The question for the Left is how to exploit the political opportunities that a more bogged-down and national capitalism offers in terms of demanding higher wages, better working conditions, and more efficient public services. We have the chance to construct a progressive and democratic statism; if we don’t, the statism we get is likely to be the corporatist, exclusionary one the Right demands.


The pandemic proved the challenges the Left faces in building a potent alternative to alt-right claims for ‘freedom’ and ‘liberties’. How do we tackle that challenge?

As Janan Ganesh has written in the Financial Times, the pandemic showed us that many on the populist right, beginning with Donald Trump, were not really authoritarian but rather libertarian. Many who had until then campaigned for national sovereignty and stronger state intervention turned against the state precisely at the moment the state demanded some small sacrifices from its citizens.

To me, anti-vax and anti-lockdown sentiment is the regurgitation in extreme form of typical neoliberal motives: suspicion of bureaucracy; possessive individualism; and a cult of choice that disregards how many phenomena we are immersed in are fundamentally collective.

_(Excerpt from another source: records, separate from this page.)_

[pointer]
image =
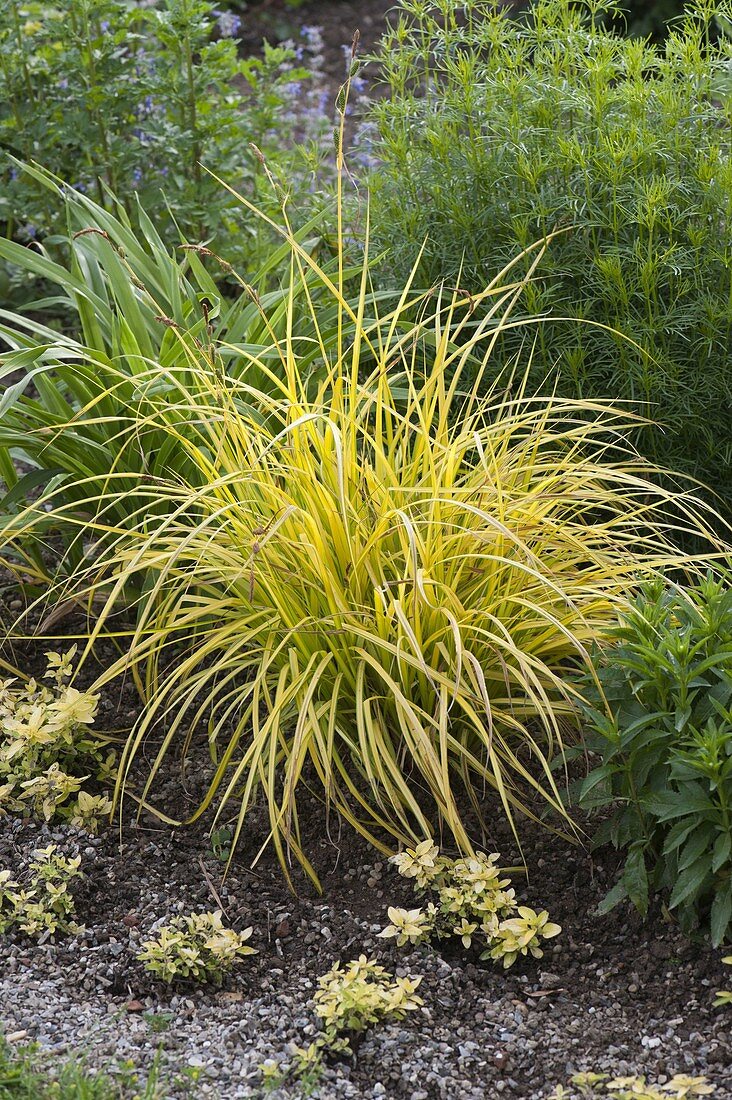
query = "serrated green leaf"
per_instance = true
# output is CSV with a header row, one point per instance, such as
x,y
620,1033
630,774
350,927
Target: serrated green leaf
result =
x,y
690,881
635,880
722,850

The measures taken by governments were certainly extreme, but what would have been the alternative? Ultimately, governments took these decisions not because they wanted to, as argued by former left philosophers turned conspiratorial, such as Giorgio Agamben; to the contrary, they did so because society was faced with a very serious threat—a pandemic that to date has killed over five million people.

What is remarkable about all this is that, despite very vocal dissent by anti-vaxxers, they have been proved to be a tiny minority, with the large majority of the population abiding by anti-pandemic measures. This majority often ‘stayed at home’ not because of government injunctions, but because of their own fear of getting infected. This is something anti-vaxxers do not want to accept. It was not imposed by governments: it was citizens in their majority that demanded it, and the state complied.


The (left) populism of the 2010s was a response to neoliberalism. Some argue that after Syriza and Podemos, left populism has failed. Should we proclaim its death, or should we expect it to re-emerge in a different shape and with different frames? What does the left populism of the 2020s look like, and what is its future after institutionalisation and normalisation?

The 2010s form of left-wing populism seems to have expired for the time being, but it has not necessarily failed. It sprung from the particular conditions of the early 2010s when people were furious about the financial crisis, and the fact that austerity policies wanted ordinary people to pay for bankers’ mistakes. Since mainstream political parties were complicit with the super-rich, that led to a widespread popular outrage reflected in the occupation of public squares, and then the attempt to find new political parties and candidates to champion those popular demands.

This is basically what populism in the 2010s was about. It was a sudden upsurge of popular contestation cracking the sclerotic political system. And that explosion has had profound effects.

On the left specifically, it has contributed to rising concerns about economic inequality, and has made people more aware of the need to take state power. It has also contributed to reviving socialism and giving it a sense of actuality and timeliness that it had long lost. Many of the characters of the new socialist wave—from Corbyn to Sanders, and from AOC to Ilhan Omar—reflect in their way of doing politics the cultural and psychological change that the populist moment brought.

As things stand, we seem to be past the populist moment, and we are witnessing a revival of more traditional left identities. But as Laclau and Mouffe have taught us, populism is a transhistorical phenomenon, and one which is inherent in the character of contemporary democracy. That means we are very likely to soon witness new populist phenomena. In fact, if we look, they are already there—just not in the progressive form we might like.


Paolo Gerbaudo is a sociologist and political theorist at King’s College London. He is the author of The Digital Party (2019) and The Great Recoil: Politics After Populism and Pandemic (2021) out with Verso.